Yankee Doodle’s Macaroni: Spoiler Alert…It’s Not About Pasta
Cover of Yankee Doodle children's book, published by McLoughlin Bros., portrays the Uncle Sam character, New York, NY, 1880. Source: (Photo by Transcendental Graphics/Getty Images)
This Fourth of July holiday, you might be tempted to sing a litany of patriotic tunes to help you celebrate America’s Independence Day. You might enjoy “The Star-Spangled Banner”, “God Bless the USA”, or even “Yankee Doodle”. If you are like most of us, you have probably paused once or twice to wonder, why does Yankee Doodle stick a feather in his hat and then refer to it a macaroni? What does that little, elbow-shaped noodle, best friend of cheese, have to do with feathers and the American Revolutionary War? Let’s find out.
An Old Tune
The music to which “Yankee Doodle” is set seems to go back much older than Revolutionary War times. Some historians place it around the 1500s in Holland. The lyrics to this original version talked about mundane stuff, like farming and selling milk. The tune, however, was quite catchy and it was easy to substitute other words in to fit one’s own needs. It was used as the framework for children’s ditties and nursery rhymes, Hessian drinking songs, and also used for political and social satirical songs.

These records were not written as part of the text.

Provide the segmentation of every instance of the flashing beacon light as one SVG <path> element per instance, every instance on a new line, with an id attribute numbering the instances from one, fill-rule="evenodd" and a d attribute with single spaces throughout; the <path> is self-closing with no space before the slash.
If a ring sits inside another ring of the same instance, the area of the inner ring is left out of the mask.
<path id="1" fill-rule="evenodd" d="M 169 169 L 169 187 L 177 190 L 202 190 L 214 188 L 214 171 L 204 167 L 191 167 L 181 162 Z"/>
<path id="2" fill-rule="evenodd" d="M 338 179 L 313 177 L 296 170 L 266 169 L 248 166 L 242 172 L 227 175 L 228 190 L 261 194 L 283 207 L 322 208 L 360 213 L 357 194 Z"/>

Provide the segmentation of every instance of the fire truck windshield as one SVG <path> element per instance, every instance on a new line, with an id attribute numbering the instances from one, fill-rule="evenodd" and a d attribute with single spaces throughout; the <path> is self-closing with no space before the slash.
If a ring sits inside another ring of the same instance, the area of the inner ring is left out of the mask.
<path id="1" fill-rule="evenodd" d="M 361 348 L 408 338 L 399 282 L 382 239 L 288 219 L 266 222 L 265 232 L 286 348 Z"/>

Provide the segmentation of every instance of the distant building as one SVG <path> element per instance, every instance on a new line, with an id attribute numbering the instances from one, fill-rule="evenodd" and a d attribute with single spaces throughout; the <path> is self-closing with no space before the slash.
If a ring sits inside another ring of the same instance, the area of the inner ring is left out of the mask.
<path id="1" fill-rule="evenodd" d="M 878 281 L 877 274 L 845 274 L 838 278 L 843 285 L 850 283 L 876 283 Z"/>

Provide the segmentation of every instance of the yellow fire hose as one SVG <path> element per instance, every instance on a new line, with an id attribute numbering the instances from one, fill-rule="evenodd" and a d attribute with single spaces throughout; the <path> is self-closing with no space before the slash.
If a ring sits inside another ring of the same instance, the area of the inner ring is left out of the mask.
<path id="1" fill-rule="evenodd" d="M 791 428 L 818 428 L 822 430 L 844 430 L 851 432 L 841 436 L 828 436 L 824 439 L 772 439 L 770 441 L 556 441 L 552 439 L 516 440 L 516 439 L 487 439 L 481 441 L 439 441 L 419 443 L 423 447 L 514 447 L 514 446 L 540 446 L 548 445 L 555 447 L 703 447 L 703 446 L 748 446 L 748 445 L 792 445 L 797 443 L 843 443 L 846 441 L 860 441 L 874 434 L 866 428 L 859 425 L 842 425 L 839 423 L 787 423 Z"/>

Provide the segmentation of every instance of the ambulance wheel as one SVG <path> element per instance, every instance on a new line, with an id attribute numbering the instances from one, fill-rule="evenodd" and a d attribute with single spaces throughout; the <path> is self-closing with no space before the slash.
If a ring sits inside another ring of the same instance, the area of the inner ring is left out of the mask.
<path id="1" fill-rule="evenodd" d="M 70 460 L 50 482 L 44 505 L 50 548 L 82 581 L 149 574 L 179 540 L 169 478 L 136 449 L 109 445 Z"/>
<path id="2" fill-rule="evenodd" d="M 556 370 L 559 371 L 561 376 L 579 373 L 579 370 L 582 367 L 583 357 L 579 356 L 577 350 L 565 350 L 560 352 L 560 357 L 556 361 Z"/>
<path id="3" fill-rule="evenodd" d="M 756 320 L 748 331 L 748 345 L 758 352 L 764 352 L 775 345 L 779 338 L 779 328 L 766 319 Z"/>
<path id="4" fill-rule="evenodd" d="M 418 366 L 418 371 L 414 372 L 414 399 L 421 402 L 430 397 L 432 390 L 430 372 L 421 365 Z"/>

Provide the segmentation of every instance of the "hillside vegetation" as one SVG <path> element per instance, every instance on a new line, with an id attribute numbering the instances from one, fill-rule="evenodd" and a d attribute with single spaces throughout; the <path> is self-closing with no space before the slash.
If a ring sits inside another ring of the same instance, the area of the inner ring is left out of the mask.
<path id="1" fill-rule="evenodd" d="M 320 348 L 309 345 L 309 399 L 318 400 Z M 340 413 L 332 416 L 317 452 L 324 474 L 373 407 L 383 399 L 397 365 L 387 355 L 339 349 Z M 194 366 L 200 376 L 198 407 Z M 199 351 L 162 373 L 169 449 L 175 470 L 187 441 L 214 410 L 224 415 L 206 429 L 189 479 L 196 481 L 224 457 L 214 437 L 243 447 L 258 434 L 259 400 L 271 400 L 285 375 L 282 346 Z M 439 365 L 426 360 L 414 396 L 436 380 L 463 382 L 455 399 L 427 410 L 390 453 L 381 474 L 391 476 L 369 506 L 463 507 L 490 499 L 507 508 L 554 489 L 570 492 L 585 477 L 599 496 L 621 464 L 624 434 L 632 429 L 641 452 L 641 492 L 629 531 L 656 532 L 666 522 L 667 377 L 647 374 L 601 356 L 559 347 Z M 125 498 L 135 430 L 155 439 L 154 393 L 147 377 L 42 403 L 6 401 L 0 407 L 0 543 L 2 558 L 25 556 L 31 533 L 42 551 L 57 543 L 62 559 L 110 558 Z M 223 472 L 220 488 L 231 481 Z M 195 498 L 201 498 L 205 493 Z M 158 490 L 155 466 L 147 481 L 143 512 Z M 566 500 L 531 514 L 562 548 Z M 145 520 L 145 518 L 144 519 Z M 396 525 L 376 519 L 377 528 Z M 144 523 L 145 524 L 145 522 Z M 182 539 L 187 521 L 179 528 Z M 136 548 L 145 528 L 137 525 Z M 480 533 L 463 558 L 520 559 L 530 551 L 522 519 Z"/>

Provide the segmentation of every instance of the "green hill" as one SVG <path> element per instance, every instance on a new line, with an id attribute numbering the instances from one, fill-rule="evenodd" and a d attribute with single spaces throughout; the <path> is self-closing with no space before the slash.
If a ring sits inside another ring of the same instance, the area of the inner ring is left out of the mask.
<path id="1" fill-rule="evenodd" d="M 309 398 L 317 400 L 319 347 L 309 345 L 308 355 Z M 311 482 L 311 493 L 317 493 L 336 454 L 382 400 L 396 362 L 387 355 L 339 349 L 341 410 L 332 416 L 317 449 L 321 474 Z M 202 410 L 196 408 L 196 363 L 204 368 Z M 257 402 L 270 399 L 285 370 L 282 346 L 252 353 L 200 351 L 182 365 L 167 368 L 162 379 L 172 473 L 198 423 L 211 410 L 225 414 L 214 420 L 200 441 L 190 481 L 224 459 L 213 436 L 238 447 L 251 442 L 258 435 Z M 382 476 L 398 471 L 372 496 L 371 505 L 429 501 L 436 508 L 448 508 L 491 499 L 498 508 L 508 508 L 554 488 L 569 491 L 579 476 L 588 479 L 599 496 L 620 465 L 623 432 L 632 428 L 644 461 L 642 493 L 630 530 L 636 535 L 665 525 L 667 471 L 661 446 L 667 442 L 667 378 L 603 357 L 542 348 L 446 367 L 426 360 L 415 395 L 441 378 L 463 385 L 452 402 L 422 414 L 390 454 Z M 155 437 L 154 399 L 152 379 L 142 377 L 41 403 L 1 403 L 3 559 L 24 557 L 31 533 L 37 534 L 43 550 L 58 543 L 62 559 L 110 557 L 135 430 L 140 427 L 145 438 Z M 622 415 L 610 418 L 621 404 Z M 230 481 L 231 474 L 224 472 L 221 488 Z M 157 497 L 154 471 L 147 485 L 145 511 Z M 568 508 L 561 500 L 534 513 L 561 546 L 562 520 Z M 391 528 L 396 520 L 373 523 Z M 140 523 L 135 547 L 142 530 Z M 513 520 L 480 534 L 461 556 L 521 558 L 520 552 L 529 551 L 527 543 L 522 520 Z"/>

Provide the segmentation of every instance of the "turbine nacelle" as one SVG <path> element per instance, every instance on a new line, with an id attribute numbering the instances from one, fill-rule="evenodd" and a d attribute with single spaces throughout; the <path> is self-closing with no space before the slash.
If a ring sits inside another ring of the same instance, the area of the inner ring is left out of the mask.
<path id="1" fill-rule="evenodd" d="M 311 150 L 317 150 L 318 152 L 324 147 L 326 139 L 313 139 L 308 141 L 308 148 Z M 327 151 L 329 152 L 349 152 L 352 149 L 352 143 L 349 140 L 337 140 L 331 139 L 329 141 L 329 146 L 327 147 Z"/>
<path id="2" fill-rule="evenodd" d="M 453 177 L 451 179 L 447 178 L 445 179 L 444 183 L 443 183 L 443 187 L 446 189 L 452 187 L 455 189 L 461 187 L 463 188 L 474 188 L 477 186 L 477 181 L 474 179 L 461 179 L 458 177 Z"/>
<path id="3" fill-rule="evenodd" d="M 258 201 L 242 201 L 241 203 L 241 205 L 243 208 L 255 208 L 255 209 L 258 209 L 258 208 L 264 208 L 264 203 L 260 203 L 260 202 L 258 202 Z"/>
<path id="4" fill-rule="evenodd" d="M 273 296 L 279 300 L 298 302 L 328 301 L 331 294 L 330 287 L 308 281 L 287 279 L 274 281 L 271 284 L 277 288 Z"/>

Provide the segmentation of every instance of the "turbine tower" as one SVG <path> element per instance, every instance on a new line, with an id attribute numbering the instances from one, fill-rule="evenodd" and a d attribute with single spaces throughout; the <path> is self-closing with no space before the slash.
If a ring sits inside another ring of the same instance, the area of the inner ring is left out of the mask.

A Revolutionary War Diss Song
Leading up to and during the Revolutionary War, the Brits loved to poke fun at the Americans for being less sophisticated, less cultured, and less intelligent than the English. The British laughed at the American soldiers for being untrained, inept, and bumbling, which of course, was not an accurate description. Dr. Richard Shuckburg, a British army surgeon, is to blame for the depiction of American soldiers as dim-witted, back-woods hicks. He once witnessed the British troops assembling into tidy, uniform ranks and then saw the American troops, in out-of-date clothing, running around in a chaotic manner. He coined the phrase “Yankee Doodle” to mock the Americans.

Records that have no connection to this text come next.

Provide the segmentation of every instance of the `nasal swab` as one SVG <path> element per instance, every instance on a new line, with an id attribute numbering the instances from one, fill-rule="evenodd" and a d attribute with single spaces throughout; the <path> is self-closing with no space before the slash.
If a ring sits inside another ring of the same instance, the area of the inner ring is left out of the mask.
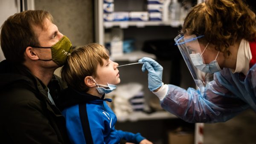
<path id="1" fill-rule="evenodd" d="M 144 63 L 144 62 L 140 62 L 140 63 L 129 63 L 129 64 L 125 64 L 125 65 L 122 65 L 122 66 L 118 66 L 117 67 L 120 67 L 120 66 L 128 66 L 128 65 L 131 65 L 134 64 L 143 63 Z"/>

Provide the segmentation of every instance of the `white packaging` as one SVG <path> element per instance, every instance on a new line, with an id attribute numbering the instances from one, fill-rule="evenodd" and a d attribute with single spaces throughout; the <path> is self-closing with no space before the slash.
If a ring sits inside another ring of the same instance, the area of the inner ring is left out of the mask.
<path id="1" fill-rule="evenodd" d="M 114 2 L 114 0 L 103 0 L 104 3 L 113 3 Z"/>
<path id="2" fill-rule="evenodd" d="M 160 12 L 151 12 L 149 13 L 150 21 L 161 21 L 162 13 Z"/>
<path id="3" fill-rule="evenodd" d="M 111 57 L 119 57 L 123 55 L 122 41 L 112 41 L 110 45 L 110 53 Z"/>
<path id="4" fill-rule="evenodd" d="M 114 20 L 114 16 L 113 13 L 104 14 L 103 19 L 105 21 L 112 21 Z"/>
<path id="5" fill-rule="evenodd" d="M 114 4 L 113 3 L 104 3 L 103 11 L 105 13 L 113 12 L 114 12 Z"/>
<path id="6" fill-rule="evenodd" d="M 130 20 L 131 21 L 148 21 L 148 12 L 132 12 L 129 13 Z"/>
<path id="7" fill-rule="evenodd" d="M 163 4 L 165 0 L 148 0 L 148 4 Z"/>
<path id="8" fill-rule="evenodd" d="M 149 4 L 148 5 L 148 11 L 149 12 L 162 12 L 163 7 L 163 5 Z"/>
<path id="9" fill-rule="evenodd" d="M 113 12 L 114 21 L 129 20 L 128 12 Z"/>
<path id="10" fill-rule="evenodd" d="M 168 21 L 169 20 L 169 6 L 171 3 L 171 0 L 165 0 L 163 3 L 163 21 Z"/>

What’s a Yankee? What’s a Doodle?
On their own, both “Yankee” and “doodle” were derogatory terms but used together, and they packed a punch. “Yankee” was an anglicized version of the Dutch “Janke”, meaning “Little John.” The Brits used it as an insult in the same way that we would say “dumb hick” or “redneck” today. A “doodle” was also British slang for a stupid person, often used to describe someone who was mentally challenged. The English showed their contempt for the Americans by hurling the double insult, “Yankee Doodle”, at them.
Embracing Their Hick-ness
The Americans decided to flip the script on the Brits and they began to embrace their “Yankee Doodle” persona and use it to their advantage. The Americans were smarter and better equipped than they let on, and they hid their brains and brawn behind their “Yankee Doodle” image. In fact, they even played it up to an extent, just to lull the Brits into a false sense of security.

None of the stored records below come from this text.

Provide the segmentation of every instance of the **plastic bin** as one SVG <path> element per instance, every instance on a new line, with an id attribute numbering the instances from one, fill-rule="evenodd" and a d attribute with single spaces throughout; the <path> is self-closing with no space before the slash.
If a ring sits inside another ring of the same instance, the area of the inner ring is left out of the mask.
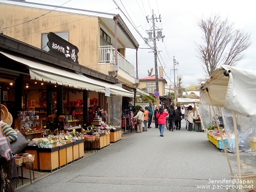
<path id="1" fill-rule="evenodd" d="M 195 131 L 196 131 L 196 132 L 200 132 L 202 131 L 201 123 L 195 124 Z"/>
<path id="2" fill-rule="evenodd" d="M 236 146 L 236 142 L 234 141 L 234 138 L 230 139 L 229 141 L 230 143 L 228 142 L 228 139 L 223 139 L 223 141 L 225 144 L 225 146 L 226 146 L 226 148 L 230 148 L 230 146 L 231 147 L 235 147 Z M 222 145 L 222 141 L 221 140 L 218 140 L 218 146 L 217 146 L 221 150 L 222 150 L 224 148 L 223 145 Z"/>

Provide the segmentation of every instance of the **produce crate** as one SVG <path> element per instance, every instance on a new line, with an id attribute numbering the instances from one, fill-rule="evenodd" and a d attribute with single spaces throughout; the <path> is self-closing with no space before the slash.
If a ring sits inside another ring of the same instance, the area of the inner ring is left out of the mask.
<path id="1" fill-rule="evenodd" d="M 223 141 L 224 142 L 225 146 L 227 148 L 230 148 L 230 146 L 231 147 L 235 147 L 236 146 L 236 142 L 234 141 L 234 138 L 231 138 L 229 139 L 230 143 L 228 139 L 223 139 Z M 221 140 L 218 140 L 218 145 L 216 146 L 221 150 L 224 148 L 224 146 L 222 145 L 222 141 L 221 141 Z"/>
<path id="2" fill-rule="evenodd" d="M 252 137 L 248 137 L 248 140 L 250 142 L 250 148 L 253 147 L 253 150 L 256 150 L 256 140 L 254 140 Z"/>

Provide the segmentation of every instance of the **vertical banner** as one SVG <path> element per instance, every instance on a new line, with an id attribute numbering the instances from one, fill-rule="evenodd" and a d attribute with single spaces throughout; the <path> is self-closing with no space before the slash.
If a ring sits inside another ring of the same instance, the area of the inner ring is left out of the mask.
<path id="1" fill-rule="evenodd" d="M 159 67 L 159 77 L 163 78 L 163 67 L 162 66 Z"/>

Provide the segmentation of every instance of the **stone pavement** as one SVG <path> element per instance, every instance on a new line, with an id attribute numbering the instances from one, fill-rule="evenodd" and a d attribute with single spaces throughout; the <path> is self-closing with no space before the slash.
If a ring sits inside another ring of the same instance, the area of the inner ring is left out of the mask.
<path id="1" fill-rule="evenodd" d="M 224 153 L 204 132 L 158 129 L 136 133 L 60 169 L 19 186 L 17 191 L 234 191 L 200 189 L 209 180 L 229 180 Z M 229 153 L 234 173 L 236 154 Z M 255 173 L 255 157 L 241 153 L 242 173 Z M 215 184 L 216 187 L 223 184 Z M 224 184 L 226 185 L 226 184 Z M 204 186 L 204 187 L 206 187 Z"/>

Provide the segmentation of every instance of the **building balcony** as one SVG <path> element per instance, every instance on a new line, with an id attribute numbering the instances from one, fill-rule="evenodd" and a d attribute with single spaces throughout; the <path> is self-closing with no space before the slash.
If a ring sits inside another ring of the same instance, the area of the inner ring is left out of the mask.
<path id="1" fill-rule="evenodd" d="M 111 46 L 99 46 L 100 60 L 99 64 L 113 64 L 113 71 L 121 70 L 133 78 L 136 74 L 134 66 L 125 59 L 119 52 L 117 52 L 118 70 L 117 70 L 115 57 L 115 48 Z"/>

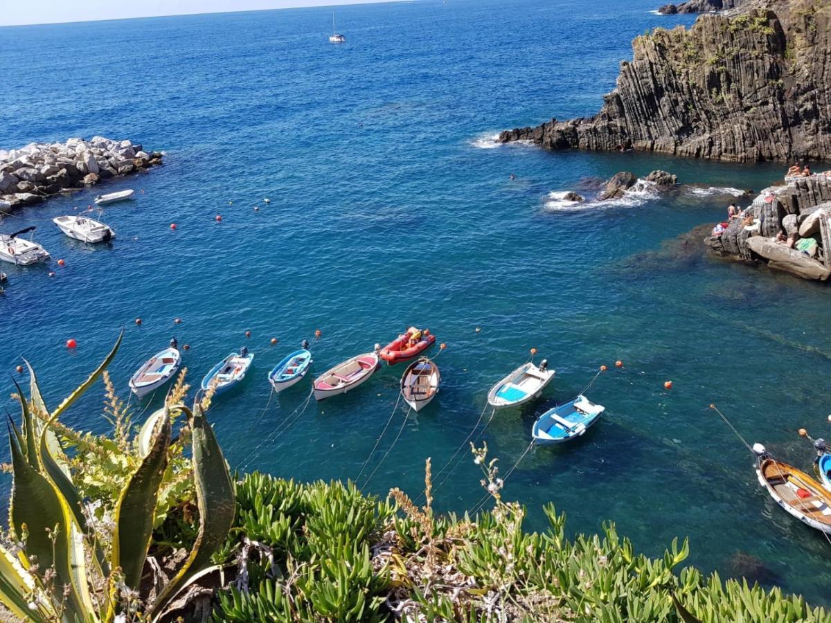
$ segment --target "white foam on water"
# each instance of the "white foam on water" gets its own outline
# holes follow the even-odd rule
[[[744,190],[734,189],[730,186],[686,186],[685,190],[689,194],[696,197],[711,197],[714,194],[731,194],[734,197],[741,197],[745,194]]]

The American’s Own Diss Song
Since the Brits were found of roasting the Americans with their diss song about Yankee Doodle, the Americans responded with their own version of the ditty. In this version, from the 1750s, the word “dandy” was added after “Yankee Doodle”. A “dandy” is a man who is self-absorbed and obsessed with his own outward appearance and sense of refinement. If the Brits wanted to make fun of the Americans for being rednecks, then the Americas would make fun to the Brits for being pompous pretty boys.
So where Does the Macaroni Come In?
The wealthy, young men of 1760s and 1770s England were noted for their over-the-top fashion choices. They wore enormous powdered wigs intricate updos that defied gravity. They loved extremely tight, tailored jackets. They also wore a strange narrow, pointed shoe called a winklepicker shoe. These young men were the fashion influencers of their day and they established an enviable lifestyle of leisure and culture. They fancied all things Continental and dined on Italian cuisine. Because of this, the youth culture became known as the “macaronis”. So when Yankee Doodle stuck a feather in his cap and declared himself to be a “macaroni”, he was mocking the dandified youth of England in much the same way at the Brit poked fun at the bumbling Americans. Touche.
The Ultimate Diss
Remember how we said that the American troops kept their skills on the down-low? This approach worked. The Americans defeated the British in the Revolutionary War. When the British commander, General Cornwallis, formally surrendered to the American at Yorktown on October 19, 1781, the Americans knew just how they wanted to celebrate their victory. They ordered the band to play “Yankee Doodle” while the American troops all sang along as if to say to the Brits, “How do you like me now?”